5 Tools to Calm Big Emotions — and Why They Work
Inside the Toolbox: What to Reach For When Feelings Get Too Big
When big feelings (also known as anger, sadness, frustration, anxiety) show up, young children often don’t yet have the skills to manage them. That’s where calming tools come in. These tools are not just “fun” or “distracting,” they’re grounded in real science.
Below are five calming tools we use in The Feelings Toolbox curriculum, along with the research-backed reasons they work.
1. Stress Balls
What it is: A squeezable ball or fidget that children can hold, squeeze, and release.
Why it works: Squeezing helps release muscle tension, discharge energy, and activate proprioceptive input - the sensory system that tells our body where it is in space. This can calm the nervous system and help kids regulate without words.
🧠 Research Note: Studies have found that repetitive movement, like squeezing a stress ball, can reduce cortisol (Moore & Henry, 2020) and help children manage stress more effectively (Schaaf et al., 2014).
2. Sand Timers
What it is: A visual timer that shows how long to breathe, rest, or cool down.
Why it works: Young kids often struggle with abstract time. A sand timer provides a calming, visual anchor for breathing or break time. Watching the sand fall can also promote stillness and focused attention.
🧠 Research Note: Visual cues improve children’s ability to follow routines and regulate transitions (Semple et al., 2017). Paired with breathwork, this simple tool becomes a powerful biofeedback aid.
3. Eye Coolers
What it is: Child-safe soft gel packs designed specifically for the eye area—targeting the same zone as a scuba mask.
Why it works: Cooling the face—particularly around the eyes and upper cheeks—activates the body’s dive reflex, a calming response that slows heart rate and helps shift out of fight-or-flight mode (Porges, 2011). This tool is especially useful for children who experience intense emotional overwhelm or sensory overload.

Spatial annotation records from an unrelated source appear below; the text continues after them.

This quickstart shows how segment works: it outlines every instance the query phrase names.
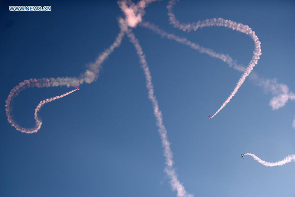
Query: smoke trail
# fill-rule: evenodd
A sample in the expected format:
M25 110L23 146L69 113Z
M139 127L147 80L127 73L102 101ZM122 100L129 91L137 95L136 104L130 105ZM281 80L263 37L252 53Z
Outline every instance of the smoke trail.
M159 109L159 105L156 96L154 94L153 85L151 82L151 76L149 69L142 48L139 44L138 40L135 37L134 34L131 32L123 19L119 21L121 28L124 29L130 42L133 44L136 50L136 52L140 59L142 68L144 70L146 80L146 86L148 92L148 99L151 102L154 111L154 114L156 117L158 131L160 134L162 141L162 146L164 148L164 155L166 158L166 167L165 171L171 179L170 184L174 191L177 191L177 196L179 197L192 197L193 196L188 194L184 187L178 180L175 169L173 168L173 155L170 148L170 142L168 140L167 131L163 123L162 112Z
M14 127L17 130L20 131L22 133L26 133L27 134L36 133L41 128L41 126L42 126L42 120L38 116L38 113L39 112L40 110L41 110L41 108L43 107L43 106L46 103L50 103L51 101L53 101L55 100L59 99L66 96L67 96L69 94L74 92L76 90L77 90L76 89L70 91L69 92L67 92L66 93L65 93L64 94L60 95L59 96L56 96L40 101L40 103L37 106L36 109L35 109L35 113L34 113L34 117L35 118L35 127L33 128L28 129L26 128L22 127L19 126L17 124L16 124L15 121L12 118L11 116L8 116L7 115L8 122L9 122L9 123L11 124L11 126Z
M15 86L10 91L7 99L5 101L7 120L11 124L11 126L23 133L32 133L38 131L42 125L42 122L37 121L37 116L36 116L36 115L35 116L35 119L36 120L35 126L34 128L31 129L26 129L18 125L15 120L13 119L12 117L12 104L14 98L21 91L28 88L32 87L41 88L63 85L66 85L67 87L70 87L79 85L84 83L90 84L96 80L99 77L99 72L101 68L101 64L108 58L110 54L114 51L115 49L120 45L124 35L124 31L121 30L117 35L114 42L98 56L94 62L90 63L88 65L88 68L84 73L81 75L79 78L75 77L59 77L57 78L30 79L28 80L24 81ZM40 107L42 106L43 105ZM36 111L35 112L36 113Z
M145 8L150 3L159 0L141 0L134 3L130 0L122 0L118 1L119 7L125 14L127 25L131 28L135 28L142 20L142 17L146 13Z
M288 155L285 158L281 161L279 161L276 162L268 162L266 161L263 160L256 155L252 153L245 153L245 155L249 155L253 158L253 159L258 162L259 163L262 164L264 166L267 166L268 167L272 167L273 166L283 166L288 163L292 162L295 162L295 155Z
M167 33L158 26L148 22L142 22L139 25L152 30L162 37L175 40L196 50L201 53L206 54L212 57L219 59L227 63L229 67L238 71L244 72L245 69L243 65L237 64L236 60L233 59L228 54L216 53L212 49L203 47L185 38L177 36L173 33ZM269 102L269 105L273 110L283 107L289 100L295 100L295 94L289 90L287 85L278 83L276 79L271 80L263 79L254 71L251 72L249 77L255 85L262 87L266 92L270 92L275 96ZM293 127L295 129L295 119L293 120Z
M193 43L187 40L185 38L179 37L172 33L168 33L159 28L155 25L148 22L143 22L139 25L140 26L152 30L154 32L160 34L162 37L165 37L170 40L175 40L179 43L188 46L193 49L198 50L201 53L206 54L212 57L219 59L227 63L230 67L233 67L235 70L239 71L244 71L245 70L245 67L243 65L238 64L236 63L236 61L233 59L228 54L219 54L211 49L202 47L197 43Z
M244 73L242 75L241 78L236 83L236 85L234 89L234 90L228 98L222 104L221 107L220 107L220 108L219 108L219 109L218 109L212 116L211 117L213 118L221 110L222 110L222 109L230 102L232 98L235 96L235 95L237 92L238 89L244 83L244 82L246 80L246 78L248 77L253 69L254 66L257 64L258 59L260 58L260 56L261 55L261 48L260 47L261 43L258 37L255 34L255 32L252 31L252 29L249 26L221 18L214 18L210 19L206 19L205 21L199 21L197 23L191 24L181 24L176 19L175 15L172 13L172 9L176 3L176 0L171 0L169 1L168 5L167 5L169 21L170 23L175 28L182 29L183 31L189 32L191 30L196 30L199 28L202 28L205 27L222 26L231 28L233 30L236 30L241 33L245 33L250 36L254 41L255 50L253 52L254 55L251 60L246 68Z

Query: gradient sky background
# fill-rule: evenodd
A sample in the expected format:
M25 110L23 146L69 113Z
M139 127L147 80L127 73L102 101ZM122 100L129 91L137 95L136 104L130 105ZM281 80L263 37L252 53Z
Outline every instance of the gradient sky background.
M189 33L168 22L167 0L151 3L146 21L247 64L254 43L224 28ZM36 134L7 121L4 101L30 78L79 76L114 41L122 16L115 0L2 1L0 4L0 196L176 197L144 75L127 37L103 64L95 82L46 105ZM9 12L8 5L51 5L51 12ZM178 20L222 17L249 25L262 42L254 70L295 90L295 3L292 0L181 0ZM212 114L241 76L224 62L150 30L133 31L150 67L180 181L195 197L295 197L295 164L267 168L240 154L274 162L295 153L294 102L273 111L269 94L246 80L232 101ZM34 125L40 100L66 87L22 92L17 122Z

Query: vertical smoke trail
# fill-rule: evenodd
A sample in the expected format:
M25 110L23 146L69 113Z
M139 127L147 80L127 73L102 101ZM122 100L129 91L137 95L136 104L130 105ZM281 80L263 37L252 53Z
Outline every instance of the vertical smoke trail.
M287 156L285 158L281 161L279 161L276 162L268 162L266 161L263 160L256 155L252 153L245 153L245 155L249 155L253 158L253 159L258 162L259 163L262 164L264 166L267 166L268 167L272 167L273 166L283 166L288 163L292 162L295 162L295 155L291 155Z
M59 77L57 78L30 79L28 80L24 81L15 86L10 91L7 99L5 101L5 111L6 116L7 116L7 120L11 124L11 126L23 133L32 133L38 131L41 128L42 122L38 121L37 117L36 116L35 116L35 119L36 120L35 126L34 128L31 129L26 129L21 127L13 119L12 117L12 103L14 98L20 92L30 87L37 87L41 88L63 85L66 85L67 87L70 87L79 85L84 83L90 84L94 82L99 77L99 72L101 68L101 64L108 58L110 54L114 51L115 48L120 46L124 34L124 31L121 30L117 35L114 42L98 56L94 62L88 65L88 69L84 73L82 74L79 78L75 77ZM55 99L56 99L54 100Z
M142 67L145 73L146 80L146 86L148 92L148 99L151 102L153 108L154 114L156 117L158 131L162 141L162 145L164 148L164 155L166 158L167 165L165 171L171 179L170 183L174 191L177 191L177 196L178 197L192 197L193 196L188 194L184 187L178 180L175 169L173 168L173 155L170 148L170 142L168 140L167 131L163 123L162 112L159 109L159 105L156 96L154 94L153 85L151 82L151 76L149 69L146 60L146 57L142 48L139 44L138 40L135 37L134 34L128 28L126 24L123 19L119 21L121 28L124 29L129 40L134 45L136 52L138 55Z
M168 9L168 16L169 16L169 21L174 27L179 28L183 31L187 32L191 30L196 30L199 28L202 28L205 27L211 26L222 26L227 28L229 28L233 30L236 30L241 33L245 33L248 35L252 38L254 41L255 50L253 52L254 55L251 60L246 68L244 73L242 75L241 78L239 79L236 83L236 87L234 89L233 92L231 93L227 99L222 104L221 107L212 116L211 118L215 116L225 106L230 102L233 98L237 90L240 88L241 85L244 83L246 80L246 78L249 76L253 68L257 64L258 59L260 58L261 55L261 42L258 39L258 37L255 34L255 32L252 31L251 28L249 26L242 24L241 23L237 23L235 22L229 20L224 19L221 18L214 18L210 19L206 19L205 21L199 21L197 23L193 23L191 24L181 24L180 23L175 17L174 14L172 13L172 9L173 6L176 3L176 0L171 0L168 5L167 8Z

🧠 Research Note: Targeted cooling around the orbital area can help children return to emotional baseline faster, particularly those with sensory sensitivities or trauma histories (Case-Smith et al., 2015).
4. Pop-It Toys
What it is: Silicone fidget toys that kids press and pop, one bubble at a time.
Why it works: Pop-its provide tactile and rhythmic sensory input that helps the body release stress in a soothing, repetitive way. They’re quiet, engaging, and help redirect energy.

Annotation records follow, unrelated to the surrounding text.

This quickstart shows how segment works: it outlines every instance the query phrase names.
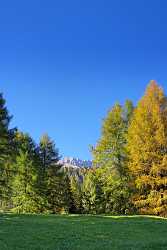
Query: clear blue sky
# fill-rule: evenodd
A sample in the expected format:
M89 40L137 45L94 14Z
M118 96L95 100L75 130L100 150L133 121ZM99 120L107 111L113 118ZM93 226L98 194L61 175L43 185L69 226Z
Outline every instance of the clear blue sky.
M167 90L166 10L166 0L1 1L0 91L12 125L90 158L115 101L136 102L150 79Z

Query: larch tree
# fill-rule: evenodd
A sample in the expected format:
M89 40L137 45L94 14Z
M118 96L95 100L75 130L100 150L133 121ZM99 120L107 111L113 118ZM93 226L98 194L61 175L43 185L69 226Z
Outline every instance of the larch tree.
M93 164L103 185L106 212L125 213L126 210L122 206L129 198L126 136L132 112L130 101L123 107L116 104L104 120L101 138L93 150Z
M167 215L167 99L155 81L134 111L127 148L136 208Z

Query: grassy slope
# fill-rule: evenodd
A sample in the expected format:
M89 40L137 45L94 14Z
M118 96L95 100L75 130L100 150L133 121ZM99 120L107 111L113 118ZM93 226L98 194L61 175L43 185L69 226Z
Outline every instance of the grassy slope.
M167 249L167 220L153 217L0 215L0 250Z

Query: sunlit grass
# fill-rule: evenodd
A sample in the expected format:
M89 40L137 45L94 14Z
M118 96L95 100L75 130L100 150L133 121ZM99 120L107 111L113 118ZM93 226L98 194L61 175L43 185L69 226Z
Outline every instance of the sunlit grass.
M155 216L0 215L0 250L167 249Z

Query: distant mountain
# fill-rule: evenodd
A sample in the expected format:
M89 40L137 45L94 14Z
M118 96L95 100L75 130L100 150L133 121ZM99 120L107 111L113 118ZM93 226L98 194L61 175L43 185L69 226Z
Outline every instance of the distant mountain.
M81 160L74 157L65 157L64 159L60 160L60 163L64 166L71 166L75 168L91 168L92 161L90 160Z

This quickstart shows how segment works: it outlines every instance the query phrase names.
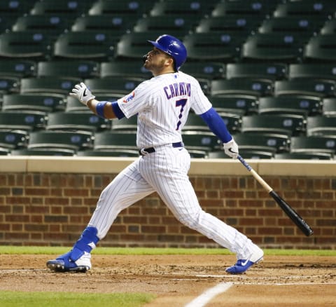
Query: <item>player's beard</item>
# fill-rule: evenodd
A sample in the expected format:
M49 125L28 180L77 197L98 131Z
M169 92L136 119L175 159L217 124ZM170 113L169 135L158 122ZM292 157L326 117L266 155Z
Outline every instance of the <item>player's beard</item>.
M162 60L158 64L153 63L150 60L147 60L144 63L144 67L150 71L160 71L164 68L164 60Z

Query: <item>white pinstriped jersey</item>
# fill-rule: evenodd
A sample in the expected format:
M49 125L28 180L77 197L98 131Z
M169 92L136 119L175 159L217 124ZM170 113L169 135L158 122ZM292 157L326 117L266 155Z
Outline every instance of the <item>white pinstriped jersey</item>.
M118 103L127 118L138 114L139 148L181 142L190 108L202 114L211 107L198 81L181 71L144 81Z

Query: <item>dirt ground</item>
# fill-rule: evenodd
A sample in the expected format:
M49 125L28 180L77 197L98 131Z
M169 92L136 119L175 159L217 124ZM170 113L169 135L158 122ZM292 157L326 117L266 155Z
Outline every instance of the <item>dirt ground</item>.
M53 258L0 254L0 289L156 294L146 307L336 306L332 257L266 256L240 275L225 272L233 255L94 255L86 273L52 273ZM197 302L218 285L227 289Z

🧠 Research Insight: Sensory input through fidgets reduces anxiety and helps children self-soothe, especially in emotionally heightened moments (Champagne, 2011; Moore & Henry, 2020).
5. Etch A Sketch
What it is: A blank slate for coloring, drawing, or writing.
Why it works: Sometimes the best way to process a feeling is through creative expression. Drawing allows kids to externalize emotions without needing complex language. It also engages fine motor skills and quiet concentration.
🧠 Research Insight: Expressive art activities support emotional processing and self-regulation, and they can reduce arousal during stressful moments (Thompson & Goodman, 2010).
The Bigger Picture
These tools aren’t magic fixes. They work best when they’re introduced before the meltdown, practiced during calm moments, and paired with empathetic adult support.
But over time, when children have access to these simple, sensory-friendly strategies, and the language to describe what they’re feeling, they learn something life-changing:
“I can have big feelings…and I know what to do.”
That’s emotional resilience in action! And that’s exactly what The Feelings Toolbox is designed to teach.